Tuesday, January 17, 2006

12. The Hanged Man

Troubled as I was by such assaults on the salients of my prose, I took myself on a long lonely walk, as I often do, in a writerly way, to the old and decrepit park near my venerable home. There, as my custom, I parked my walking stick by the side of the old well that the Chilsom twins perished in (one suddenly provoked to push the other in, the latter somehow goading the former to jump in after) and pulled out my moleskin to prepare myself to work, as I was wont to do, by charging my intellect and sensibilities by marveling critically and intensely at the natural wonder of my own prose and by exciting my animal spirits with a perusal of a copy of a familiar Egyptian pornographic scroll. My meditations complete, I began to introduce the third part of my article. I had gotten no more than a few scratches in when I began to be distracted by the resonant and liquid murmurs of the well, whose various ploppings and splashes had started up into a low demurring eruption, like an enormous cold throat being cleared. Vexed, I asked “What?” more or less aloud. In response, a sleeping whisper seemed to answer

...Are ...you

And here, I horripilated slightly, for I knew the well was very cold and deep, and the root of its spring had never been identified. I stared in the face of the well and listened:

...Are ...you ...sure

My teeth ground nervously as I strained to make out the words that faded in and out uncomfortably like water trapped in one’s ears.
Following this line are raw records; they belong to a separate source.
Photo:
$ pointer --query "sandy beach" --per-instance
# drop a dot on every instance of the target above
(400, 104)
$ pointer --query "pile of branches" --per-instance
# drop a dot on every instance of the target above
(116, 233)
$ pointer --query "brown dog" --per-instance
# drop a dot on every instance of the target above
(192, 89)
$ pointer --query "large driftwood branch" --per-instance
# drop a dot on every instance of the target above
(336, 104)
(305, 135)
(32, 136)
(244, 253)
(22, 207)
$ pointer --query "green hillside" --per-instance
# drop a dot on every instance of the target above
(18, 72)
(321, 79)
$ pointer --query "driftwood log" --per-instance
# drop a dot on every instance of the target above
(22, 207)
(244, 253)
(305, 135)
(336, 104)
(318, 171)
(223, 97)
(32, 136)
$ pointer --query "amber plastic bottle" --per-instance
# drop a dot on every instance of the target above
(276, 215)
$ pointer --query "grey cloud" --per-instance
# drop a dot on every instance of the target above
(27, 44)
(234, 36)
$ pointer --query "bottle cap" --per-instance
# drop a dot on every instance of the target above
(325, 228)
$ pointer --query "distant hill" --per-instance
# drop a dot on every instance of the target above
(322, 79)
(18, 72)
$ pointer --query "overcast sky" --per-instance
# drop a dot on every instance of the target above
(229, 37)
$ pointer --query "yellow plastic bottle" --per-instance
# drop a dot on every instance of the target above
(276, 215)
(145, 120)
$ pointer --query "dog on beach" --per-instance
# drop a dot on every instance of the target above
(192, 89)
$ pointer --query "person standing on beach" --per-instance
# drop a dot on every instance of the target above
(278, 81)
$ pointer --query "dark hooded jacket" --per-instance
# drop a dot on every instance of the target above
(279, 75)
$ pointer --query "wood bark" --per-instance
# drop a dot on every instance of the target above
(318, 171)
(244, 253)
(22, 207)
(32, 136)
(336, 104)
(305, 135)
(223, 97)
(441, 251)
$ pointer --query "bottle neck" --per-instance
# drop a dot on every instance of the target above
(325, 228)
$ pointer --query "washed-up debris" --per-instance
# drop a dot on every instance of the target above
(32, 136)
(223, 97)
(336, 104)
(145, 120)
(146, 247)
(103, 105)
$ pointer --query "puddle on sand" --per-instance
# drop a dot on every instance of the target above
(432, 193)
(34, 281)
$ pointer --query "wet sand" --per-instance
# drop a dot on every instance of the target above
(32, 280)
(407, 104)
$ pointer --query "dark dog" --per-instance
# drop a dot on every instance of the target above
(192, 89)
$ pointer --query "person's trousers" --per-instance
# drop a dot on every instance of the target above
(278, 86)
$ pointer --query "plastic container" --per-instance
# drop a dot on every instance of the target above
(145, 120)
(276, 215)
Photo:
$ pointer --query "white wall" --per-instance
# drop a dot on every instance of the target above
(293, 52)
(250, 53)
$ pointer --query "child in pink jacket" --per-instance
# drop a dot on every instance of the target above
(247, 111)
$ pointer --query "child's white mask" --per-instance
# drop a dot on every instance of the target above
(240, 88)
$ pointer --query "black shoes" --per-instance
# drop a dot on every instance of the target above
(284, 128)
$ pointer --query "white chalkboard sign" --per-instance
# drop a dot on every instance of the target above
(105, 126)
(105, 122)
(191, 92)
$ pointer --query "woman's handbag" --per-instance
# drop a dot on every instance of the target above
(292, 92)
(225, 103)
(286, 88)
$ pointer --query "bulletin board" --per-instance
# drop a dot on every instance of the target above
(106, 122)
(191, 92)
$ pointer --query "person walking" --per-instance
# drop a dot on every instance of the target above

...Are ...you ... sure ....that ....is

....one sentence ...and not ...two

I replied with a catechism: “The function of a sentence is to express a clear and unified idea composed of one or more related thoughts.”

Something moved upon the face of the unseen surface of the waters.


Are thoughts ...the objects ...for which ...the words ...stand?


“Spirit,” I commanded “this sentence is my topic sentence for my paragraph. There is only one. All other sentences are subordinate to it, to serve to reinforce or elaborate it. To honor it. It provides the unity for all the other sentences in the paragraph.”

And here I heard a deep and pocketed chuckle, that was indeed far away deep in the well, and yet closer than before:

There are five ways known to man to develop a paragraph ...There are twenty-two known to us ...Listen to me, and I will teach them to you ...They are: a priori, from cause to effect, a posteriori, or from effect to cause, a contendo, or compare and contrast...

I fled that place, for I knew that the rhetoric of hell consisted entirely of antitheses and proved all propositions equally false.